LONDON, (Reuters) – Three British cabinet ministers publicly indicated yesterday they will back plans to delay Brexit if lawmakers vote down Prime Minister Theresa May’s plan for a new deal with the European Union.
Business minister Greg Clark, work and pensions minister Amber Rudd, and justice minister David Gauke signalled in a Daily Mail column that they will side with rebels and opposition parties next week to stop Britain leaving the European Union without a divorce deal on March 29 if necessary, adding their weight to calls for May to rule out a no-deal departure.
May is struggling against the clock to get a deal with Brussels on Britain’s exit from the world’s largest trading bloc that will pass parliamentary muster. She will meet European Council President Donald Tusk on the sidelines of an EU-League of Arab States summit today, but EU diplomats are not expecting any imminent breakthrough.
In the newspaper column headlined “If we don’t get a deal next week we must delay Brexit”, Clark, Rudd and Gauke wrote that a no-deal exit was a risk to business, security and British territorial unity, and accused some colleagues in parliament of complacency.
“Far from Brexit resulting in a newly independent United Kingdom stepping boldly into the wider world, crashing out on March 29 would see us poorer, less secure and potentially splitting up,” they said, referring to the threat of a new bid for Scottish independence from the United Kingdom.
“Our economy will be damaged severely both in the short and the long term. Costs will increase, businesses that rely on just-in-time supply chains will be severely disrupted and investment will be discouraged,” they wrote.
The ministers called on members of the European Research Group, formed by Conservative pro-Brexit lawmakers, to back the government’s deal in parliament or risk seeing Brexit delayed.
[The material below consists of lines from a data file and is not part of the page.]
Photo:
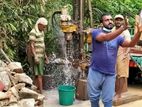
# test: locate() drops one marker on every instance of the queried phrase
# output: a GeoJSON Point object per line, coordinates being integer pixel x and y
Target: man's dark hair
{"type": "Point", "coordinates": [104, 14]}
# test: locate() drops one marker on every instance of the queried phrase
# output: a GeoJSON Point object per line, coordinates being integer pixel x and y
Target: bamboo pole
{"type": "Point", "coordinates": [90, 13]}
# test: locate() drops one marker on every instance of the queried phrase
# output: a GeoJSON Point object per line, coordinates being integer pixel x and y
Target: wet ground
{"type": "Point", "coordinates": [52, 100]}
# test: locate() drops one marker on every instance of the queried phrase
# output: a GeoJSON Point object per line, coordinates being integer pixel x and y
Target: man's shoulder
{"type": "Point", "coordinates": [126, 33]}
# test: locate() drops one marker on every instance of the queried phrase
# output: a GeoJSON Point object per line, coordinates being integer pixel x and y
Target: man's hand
{"type": "Point", "coordinates": [36, 59]}
{"type": "Point", "coordinates": [126, 23]}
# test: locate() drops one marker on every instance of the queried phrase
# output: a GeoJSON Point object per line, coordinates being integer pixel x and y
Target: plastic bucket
{"type": "Point", "coordinates": [66, 94]}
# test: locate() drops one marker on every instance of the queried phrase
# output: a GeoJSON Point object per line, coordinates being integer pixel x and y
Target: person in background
{"type": "Point", "coordinates": [36, 40]}
{"type": "Point", "coordinates": [105, 44]}
{"type": "Point", "coordinates": [122, 64]}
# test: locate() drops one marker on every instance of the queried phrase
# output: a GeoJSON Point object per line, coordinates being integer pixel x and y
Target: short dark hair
{"type": "Point", "coordinates": [104, 14]}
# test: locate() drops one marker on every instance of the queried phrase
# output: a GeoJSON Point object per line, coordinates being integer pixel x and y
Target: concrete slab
{"type": "Point", "coordinates": [126, 98]}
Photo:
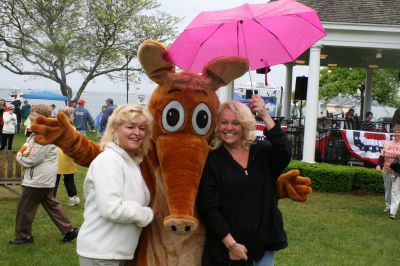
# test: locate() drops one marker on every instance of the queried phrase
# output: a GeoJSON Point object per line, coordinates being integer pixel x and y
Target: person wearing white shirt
{"type": "Point", "coordinates": [10, 122]}
{"type": "Point", "coordinates": [117, 198]}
Both May’s Conservatives and the main opposition Labour Party are formally committed to delivering Brexit. Labour has recently appeared to soften its stance on a second referendum, although May has ruled such an option out. Lawmakers from both parties, however, are deeply split over how or even whether Britain will leave, and no majority has so far emerged in parliament for any comprehensive Brexit strategy.
May has promised that if she does not bring a revised deal back by Feb. 27, parliament will have an opportunity to vote on the next steps. Some lawmakers are expected to use that to try to wrest control of the process from the government.